A outra, que como Respício
já colocou, é que uns
acham que
automaticamente a Emenda 6 desaparece com a diferença entre
empresa nacional e
estrangeira. Mais uma vez: a ANAC aguarda uma posição
seja do Congresso
Nacional, seja da Presidência da República, em
relação a isso, para poder se
manifestar.
A ANAC não se manifesta quanto a
questões de
política quando não é
consultada.
Quando o Respício colocou que a
Agência não se
manifestou
favorável, por quê? Porque em reunião com o
ministro, inclusive o SNEA estava
presente, o próprio Mollo estava presente, o ministro solicitou
qual é a
posição da ANAC.
A ANAC levantou os estudos.
Olha, fizemos uns estudos e
determino isso.
Mas nós não podemos
advogar por isso. Não podemos
entrar no
Congresso e brigar por isso. Se eu vou no Congresso por isso, um
senador vai
chegar para mim: quem é você? Você não tem
esse mandato. Você cumpre o que nós
dissemos no passado.
Agora nada nos impede, e isso acontece
freqüentemente, que
os senadores e deputados nos chamarem para ouvir uma opinião de
alguém que tem
experiência, que faz a gestão do setor.
Mas nós não podemos sair
daqui, pegar o
motorista, ir lá para o Congresso, bater na porta e: vamos
passar essa lei e
tudo.
O que é isso?

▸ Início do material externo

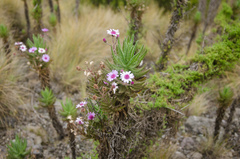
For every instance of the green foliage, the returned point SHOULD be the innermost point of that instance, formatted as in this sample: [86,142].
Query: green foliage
[17,149]
[115,4]
[35,59]
[172,85]
[4,33]
[48,98]
[37,10]
[197,17]
[68,109]
[52,20]
[125,58]
[37,42]
[225,96]
[92,154]
[128,58]
[177,80]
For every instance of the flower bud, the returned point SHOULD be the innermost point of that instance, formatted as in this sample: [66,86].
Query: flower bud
[99,72]
[94,97]
[104,89]
[88,74]
[78,68]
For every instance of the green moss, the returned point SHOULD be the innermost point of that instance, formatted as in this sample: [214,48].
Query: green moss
[176,81]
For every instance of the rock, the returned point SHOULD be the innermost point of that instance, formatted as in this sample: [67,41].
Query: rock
[196,155]
[178,155]
[40,134]
[37,151]
[199,125]
[188,143]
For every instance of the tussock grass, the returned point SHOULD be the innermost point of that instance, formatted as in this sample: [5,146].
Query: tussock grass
[11,94]
[76,43]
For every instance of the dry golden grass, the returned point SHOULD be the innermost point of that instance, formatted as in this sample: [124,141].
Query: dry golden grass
[11,94]
[162,151]
[77,41]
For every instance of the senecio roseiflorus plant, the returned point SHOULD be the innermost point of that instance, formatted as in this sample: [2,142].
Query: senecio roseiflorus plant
[110,87]
[39,60]
[18,149]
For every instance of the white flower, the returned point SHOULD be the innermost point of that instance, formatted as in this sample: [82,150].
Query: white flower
[99,72]
[18,43]
[41,50]
[113,32]
[127,76]
[115,87]
[23,48]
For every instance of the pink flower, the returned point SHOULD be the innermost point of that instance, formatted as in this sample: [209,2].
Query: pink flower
[127,77]
[79,121]
[32,50]
[23,48]
[18,43]
[114,87]
[113,32]
[112,75]
[44,30]
[81,104]
[45,58]
[91,116]
[41,50]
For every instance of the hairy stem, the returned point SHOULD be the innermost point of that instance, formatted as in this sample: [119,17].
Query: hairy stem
[72,140]
[27,17]
[50,5]
[177,16]
[220,114]
[45,82]
[230,118]
[56,123]
[136,22]
[58,12]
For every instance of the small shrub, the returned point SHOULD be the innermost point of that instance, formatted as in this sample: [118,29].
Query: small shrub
[17,149]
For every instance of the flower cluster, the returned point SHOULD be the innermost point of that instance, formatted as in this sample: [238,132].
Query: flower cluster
[90,115]
[36,54]
[115,34]
[125,76]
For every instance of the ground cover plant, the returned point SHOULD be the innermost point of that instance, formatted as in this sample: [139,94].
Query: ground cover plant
[129,79]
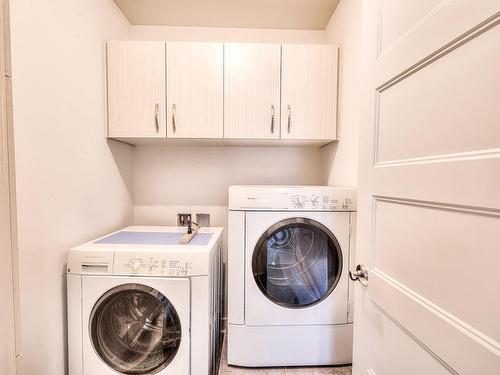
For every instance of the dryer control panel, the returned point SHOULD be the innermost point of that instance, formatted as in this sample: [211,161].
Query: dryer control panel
[292,198]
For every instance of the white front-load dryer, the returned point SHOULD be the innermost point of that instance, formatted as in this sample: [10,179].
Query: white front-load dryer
[289,294]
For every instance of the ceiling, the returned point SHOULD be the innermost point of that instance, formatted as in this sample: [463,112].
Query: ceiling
[266,14]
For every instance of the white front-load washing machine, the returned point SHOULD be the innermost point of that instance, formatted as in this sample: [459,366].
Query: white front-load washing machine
[289,293]
[139,302]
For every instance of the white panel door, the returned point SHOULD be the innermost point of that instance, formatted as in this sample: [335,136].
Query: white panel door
[252,90]
[195,90]
[136,89]
[429,189]
[309,92]
[7,208]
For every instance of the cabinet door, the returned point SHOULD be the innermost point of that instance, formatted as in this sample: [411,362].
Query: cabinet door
[252,90]
[136,89]
[194,90]
[309,92]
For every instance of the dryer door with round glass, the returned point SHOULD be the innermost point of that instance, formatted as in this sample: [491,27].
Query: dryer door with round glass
[136,325]
[296,267]
[297,263]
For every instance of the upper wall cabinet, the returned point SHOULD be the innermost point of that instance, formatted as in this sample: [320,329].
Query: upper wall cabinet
[252,91]
[233,93]
[195,90]
[309,92]
[136,89]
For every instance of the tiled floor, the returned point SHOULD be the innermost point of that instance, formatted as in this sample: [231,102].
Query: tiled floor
[225,369]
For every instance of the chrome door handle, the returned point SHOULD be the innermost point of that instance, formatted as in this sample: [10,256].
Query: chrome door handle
[361,274]
[157,114]
[289,108]
[272,118]
[174,127]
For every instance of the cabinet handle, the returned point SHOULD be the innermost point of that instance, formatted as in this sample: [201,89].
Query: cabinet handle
[289,108]
[272,118]
[174,127]
[157,114]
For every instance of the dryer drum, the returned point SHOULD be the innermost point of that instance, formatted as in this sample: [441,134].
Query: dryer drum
[135,329]
[297,263]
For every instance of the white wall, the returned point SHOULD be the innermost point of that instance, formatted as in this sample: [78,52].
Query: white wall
[344,30]
[219,34]
[200,176]
[72,185]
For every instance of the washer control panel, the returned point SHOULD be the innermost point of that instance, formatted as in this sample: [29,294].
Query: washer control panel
[160,264]
[293,198]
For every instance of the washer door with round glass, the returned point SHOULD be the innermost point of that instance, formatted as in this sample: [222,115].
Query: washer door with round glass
[295,264]
[135,328]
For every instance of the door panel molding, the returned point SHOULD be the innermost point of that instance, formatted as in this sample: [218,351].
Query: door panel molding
[410,28]
[423,43]
[435,327]
[391,131]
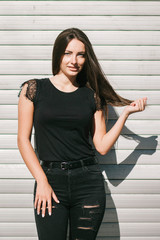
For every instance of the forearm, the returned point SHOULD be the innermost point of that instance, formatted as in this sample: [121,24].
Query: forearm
[31,160]
[110,137]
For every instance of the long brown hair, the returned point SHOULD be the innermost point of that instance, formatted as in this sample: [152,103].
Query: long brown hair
[91,74]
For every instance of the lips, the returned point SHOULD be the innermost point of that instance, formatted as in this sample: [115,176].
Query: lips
[72,68]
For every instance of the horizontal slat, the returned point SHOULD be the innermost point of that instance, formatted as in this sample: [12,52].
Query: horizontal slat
[78,7]
[109,67]
[96,37]
[131,126]
[115,186]
[151,112]
[118,82]
[110,172]
[106,229]
[153,97]
[113,201]
[98,238]
[82,22]
[146,157]
[102,52]
[111,215]
[128,142]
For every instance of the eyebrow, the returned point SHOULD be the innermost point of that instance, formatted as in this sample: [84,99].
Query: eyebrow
[78,52]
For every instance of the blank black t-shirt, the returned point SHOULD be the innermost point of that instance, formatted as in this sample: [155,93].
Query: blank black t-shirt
[62,120]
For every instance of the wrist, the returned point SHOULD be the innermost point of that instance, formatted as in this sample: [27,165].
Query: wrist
[125,114]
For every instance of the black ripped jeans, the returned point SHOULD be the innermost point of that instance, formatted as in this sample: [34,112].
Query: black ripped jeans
[82,197]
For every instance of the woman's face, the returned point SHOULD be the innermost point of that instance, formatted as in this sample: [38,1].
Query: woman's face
[73,58]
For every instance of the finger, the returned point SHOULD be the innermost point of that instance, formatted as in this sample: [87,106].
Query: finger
[49,207]
[43,208]
[39,206]
[140,104]
[55,197]
[35,202]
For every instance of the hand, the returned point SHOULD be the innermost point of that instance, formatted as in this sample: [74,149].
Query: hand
[136,106]
[44,193]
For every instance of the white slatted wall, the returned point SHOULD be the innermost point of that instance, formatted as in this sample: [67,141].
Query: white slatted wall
[126,38]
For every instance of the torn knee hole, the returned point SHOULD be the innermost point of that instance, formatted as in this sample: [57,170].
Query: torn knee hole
[94,206]
[83,218]
[86,228]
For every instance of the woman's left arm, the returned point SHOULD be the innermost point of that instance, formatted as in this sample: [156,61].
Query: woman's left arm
[103,141]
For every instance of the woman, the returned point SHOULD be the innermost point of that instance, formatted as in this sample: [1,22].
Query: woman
[65,108]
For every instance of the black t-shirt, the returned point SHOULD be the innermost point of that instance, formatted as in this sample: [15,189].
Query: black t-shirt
[62,120]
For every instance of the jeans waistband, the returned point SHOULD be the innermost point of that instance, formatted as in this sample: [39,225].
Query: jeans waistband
[69,164]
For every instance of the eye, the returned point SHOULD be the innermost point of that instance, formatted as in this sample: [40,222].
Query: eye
[82,54]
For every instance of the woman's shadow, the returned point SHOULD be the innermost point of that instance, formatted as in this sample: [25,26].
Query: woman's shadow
[116,173]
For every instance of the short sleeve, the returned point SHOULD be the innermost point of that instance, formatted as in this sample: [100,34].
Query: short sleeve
[31,91]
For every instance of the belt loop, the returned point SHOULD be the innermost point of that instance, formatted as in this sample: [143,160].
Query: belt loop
[82,162]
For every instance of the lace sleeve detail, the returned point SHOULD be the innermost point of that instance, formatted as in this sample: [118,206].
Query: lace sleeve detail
[31,91]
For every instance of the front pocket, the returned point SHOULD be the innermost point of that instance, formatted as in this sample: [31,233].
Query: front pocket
[93,168]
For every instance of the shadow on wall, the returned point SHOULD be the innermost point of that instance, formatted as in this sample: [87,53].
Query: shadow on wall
[117,173]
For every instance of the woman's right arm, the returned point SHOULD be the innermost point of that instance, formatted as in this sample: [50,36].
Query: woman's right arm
[25,123]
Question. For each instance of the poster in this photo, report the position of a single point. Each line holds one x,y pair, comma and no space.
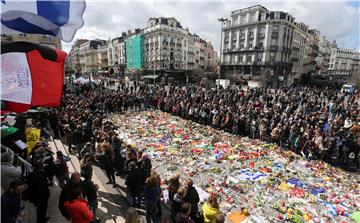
32,137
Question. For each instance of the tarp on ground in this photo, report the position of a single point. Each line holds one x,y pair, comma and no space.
150,76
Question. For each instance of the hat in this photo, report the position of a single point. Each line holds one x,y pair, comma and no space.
6,157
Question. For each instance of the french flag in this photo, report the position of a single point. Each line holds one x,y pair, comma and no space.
31,75
56,18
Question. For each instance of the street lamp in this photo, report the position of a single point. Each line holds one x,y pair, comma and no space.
222,20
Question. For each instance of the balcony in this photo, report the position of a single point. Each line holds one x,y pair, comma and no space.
259,48
273,48
261,35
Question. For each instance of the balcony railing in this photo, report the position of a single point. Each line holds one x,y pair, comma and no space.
275,34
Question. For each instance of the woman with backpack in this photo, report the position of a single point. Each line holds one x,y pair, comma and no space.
107,160
61,169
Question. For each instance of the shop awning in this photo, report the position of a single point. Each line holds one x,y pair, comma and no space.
151,76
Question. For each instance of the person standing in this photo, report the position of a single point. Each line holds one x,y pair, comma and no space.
72,184
183,216
61,169
89,190
77,207
152,192
210,209
134,182
10,201
8,171
192,196
39,192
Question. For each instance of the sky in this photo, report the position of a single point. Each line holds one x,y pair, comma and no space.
336,19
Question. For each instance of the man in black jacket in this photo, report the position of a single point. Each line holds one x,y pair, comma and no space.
39,192
192,196
134,181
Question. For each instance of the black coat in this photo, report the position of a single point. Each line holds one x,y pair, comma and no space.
65,196
89,189
134,181
192,196
38,187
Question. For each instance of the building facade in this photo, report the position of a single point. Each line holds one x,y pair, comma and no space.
323,59
74,56
116,54
88,56
299,51
134,52
344,62
169,46
258,42
102,59
41,39
165,44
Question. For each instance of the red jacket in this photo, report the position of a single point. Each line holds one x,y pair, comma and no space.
79,211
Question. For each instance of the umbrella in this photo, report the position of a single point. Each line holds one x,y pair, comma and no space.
356,216
6,131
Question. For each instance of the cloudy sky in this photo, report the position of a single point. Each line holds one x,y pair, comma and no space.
336,19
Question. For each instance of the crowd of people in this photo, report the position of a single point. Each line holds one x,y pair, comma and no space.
316,123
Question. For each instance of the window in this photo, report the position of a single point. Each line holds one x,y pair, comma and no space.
243,19
263,16
252,17
273,42
259,58
262,30
277,15
272,57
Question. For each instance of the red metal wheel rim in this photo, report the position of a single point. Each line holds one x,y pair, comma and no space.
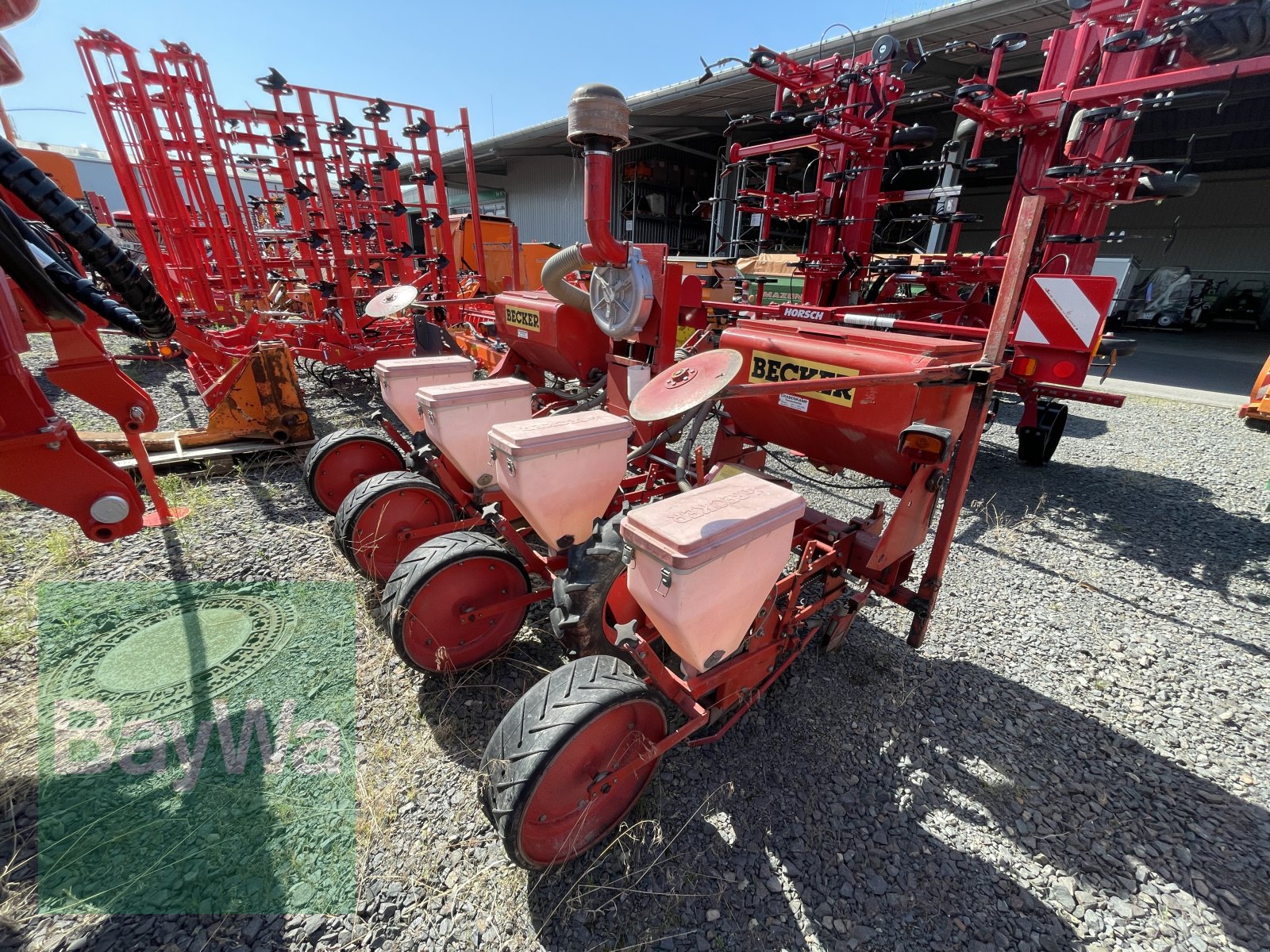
560,822
437,632
376,543
347,465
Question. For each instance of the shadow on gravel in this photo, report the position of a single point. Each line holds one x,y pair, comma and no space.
816,824
210,933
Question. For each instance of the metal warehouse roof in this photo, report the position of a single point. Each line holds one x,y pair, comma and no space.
683,111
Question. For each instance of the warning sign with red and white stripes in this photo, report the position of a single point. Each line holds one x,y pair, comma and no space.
1064,313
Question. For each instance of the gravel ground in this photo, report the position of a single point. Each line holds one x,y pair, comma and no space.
1076,759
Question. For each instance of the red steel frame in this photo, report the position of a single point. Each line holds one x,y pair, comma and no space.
1108,59
300,260
42,459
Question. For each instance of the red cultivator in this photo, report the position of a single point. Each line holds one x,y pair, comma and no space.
283,225
702,579
1111,65
706,597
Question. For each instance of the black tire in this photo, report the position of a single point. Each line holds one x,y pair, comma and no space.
546,719
581,592
40,194
1037,444
423,565
332,443
366,494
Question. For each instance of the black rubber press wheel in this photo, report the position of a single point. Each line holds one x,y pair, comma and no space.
543,776
371,518
346,459
431,600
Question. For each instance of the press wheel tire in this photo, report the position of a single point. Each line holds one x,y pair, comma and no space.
582,592
346,459
440,583
1037,444
370,518
582,721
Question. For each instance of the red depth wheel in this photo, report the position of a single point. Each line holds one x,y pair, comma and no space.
543,774
344,459
433,598
371,520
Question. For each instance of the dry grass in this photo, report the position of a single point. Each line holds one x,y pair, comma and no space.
17,790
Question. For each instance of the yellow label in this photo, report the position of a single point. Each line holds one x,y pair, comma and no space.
768,368
524,317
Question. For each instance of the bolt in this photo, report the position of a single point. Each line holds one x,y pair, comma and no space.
110,509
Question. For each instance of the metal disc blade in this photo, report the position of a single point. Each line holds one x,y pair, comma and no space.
687,384
387,302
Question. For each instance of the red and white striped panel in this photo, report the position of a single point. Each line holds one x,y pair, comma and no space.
1064,313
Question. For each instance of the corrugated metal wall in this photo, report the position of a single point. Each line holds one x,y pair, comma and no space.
544,198
1223,230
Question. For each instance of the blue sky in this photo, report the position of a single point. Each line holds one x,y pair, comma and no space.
511,63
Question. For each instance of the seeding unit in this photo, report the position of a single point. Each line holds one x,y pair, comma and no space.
702,600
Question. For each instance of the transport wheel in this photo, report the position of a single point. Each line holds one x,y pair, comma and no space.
588,602
582,723
1037,444
433,592
344,459
371,517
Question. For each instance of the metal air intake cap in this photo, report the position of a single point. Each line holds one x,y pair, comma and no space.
598,111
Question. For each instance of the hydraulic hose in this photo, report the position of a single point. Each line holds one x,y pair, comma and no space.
666,436
69,282
554,272
681,466
19,263
40,194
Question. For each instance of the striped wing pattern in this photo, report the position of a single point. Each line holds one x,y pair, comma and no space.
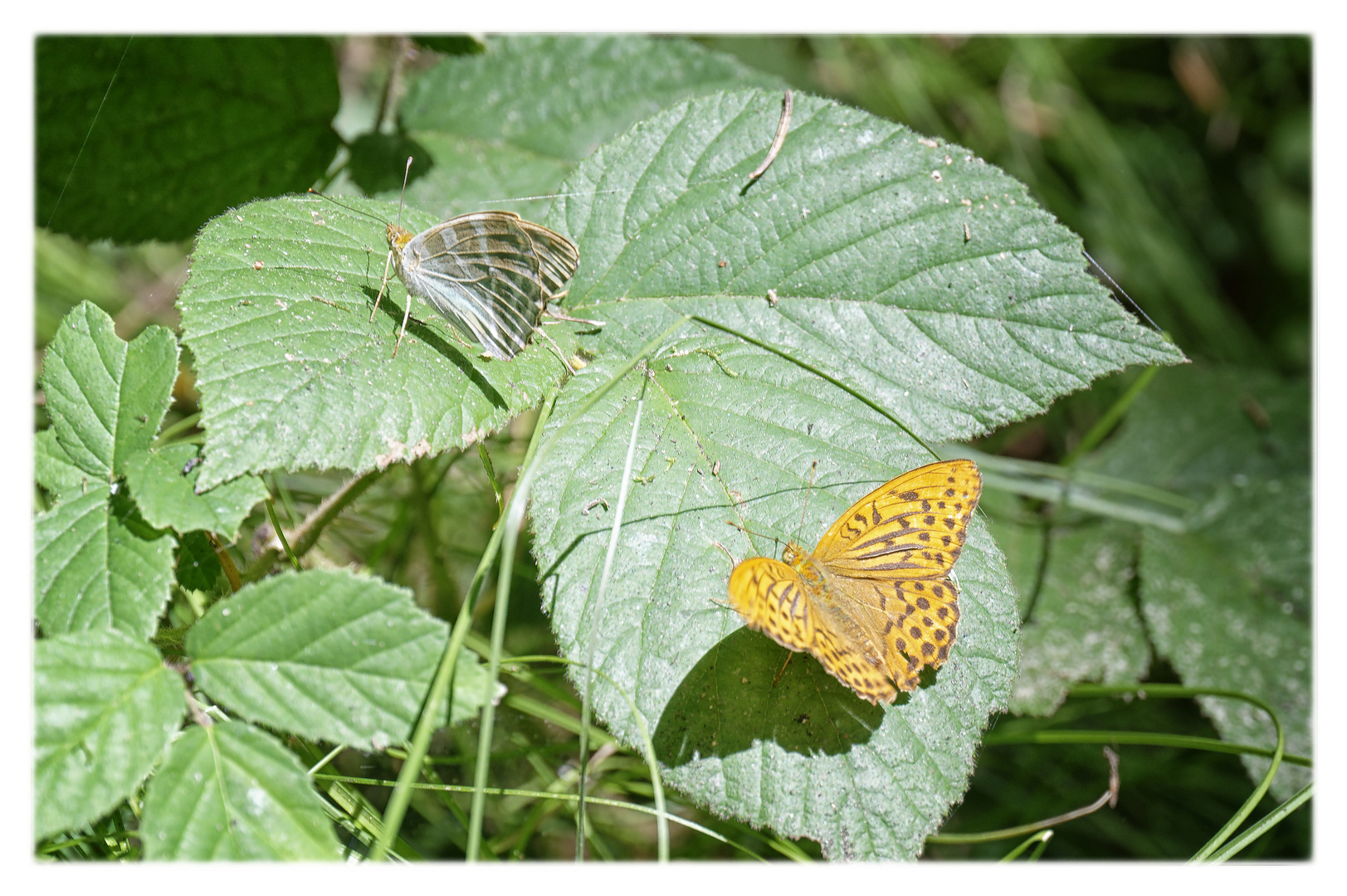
873,602
490,274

Isso é
subversão do ordenamento
jurídico brasileiro
administrativo. Nós não vamos fazer isso. Isso é
passível de punição. Eu acho
que estaria fazendo um desserviço à nação,
porque existem outras instituições
para fazê-lo.
Discussão
com a sociedade.
|
|
A lei da ANAC obriga que todas as
nossas decisões de
implementação do marco legal, decidido no Parlamento,
numa democracia que é o
Brasil, que tem uma Constituição democrática, essa
implementação seja colocada
em discussão.
Todos as nossas decisões
normativas, interpretação
normativa de
aplicação da regulação, os
princípios estão decididos na lei máxima,
nós
colocamos em consulta pública.
Mas, nós, na ANAC, não
podemos fazer palanque.
Nós, na ANAC, não estamos autorizados pela lei a fazer
comício em praça
pública, nem para debate em televisão. Não somos
pagos para isso; se alguém
quer 49%, se alguém quer acabar com a cabotagem, permitir
cabotagem, isso já
está na lei, eu não posso fazer debate sobre isso.
Eu posso fazer o debate
sobre o seguinte, é o que eu vou apresentar: o CONAC e a lei da
ANAC diz: tem
que haver liberdade tarifária. Aí eu vou discutir essa
transição de liberdade
tarifária. Isso tem um mandato, eu faço o debate. Agora
não posso fazer debate
questionando a liberdade tarifária, senão tenho que sair
da ANAC. Gostaria até
de fazer isso do lado de fora.
Eu
não queria colocar em questões filosóficas, mas eu
acho importante quando
mencionaram Miguel de Cervantes, Dom Quixote. É interessante
porque
independente da beleza do texto, a sensibilidade que o texto nos traz,
há um
momento histórico. Dom Quixote simplesmente se negava a aceitar
o fim do
feudalismo, o fim dos príncipes. Ele sentia que o mundo que ele
vivia, de um
grupo de privilegiados, que poderiam se arvorar de nobreza e de
privilégios,
estava no final. Então ele foi contra essa realidade. Isso
é natural quando
alguns privilégios são retirados e acho que isso
aconteceu quando foi criado o
marco legal da aviação civil recente e é natural
que apareçam Dom Quixote’s.
Quero
dizer, também, que a aviação nacional não
está em crise.
O que nós temos sobre crise,
já foi colocado pelo Mollo.
|
É que nós temos uma
restrição
aeroportuária, cujos
investimentos são feitos por uma estatal, que não tem um
marco regulatório.
O nosso espaço aéreo
é uma gestão da
Força Aérea Nacional, do Comando da Aeronáutica,
que nós não temos ingerência nenhuma.
Nos aeroportos a gente ainda pode dar
uma
regulada em tarifa, em forma de concessão.
Em termos de Comando da
Aeronáutica
não temos nenhuma ingerência. O máximo que a gente
consegue fazer com eles é
reunir, pedir, por favor, algumas informações.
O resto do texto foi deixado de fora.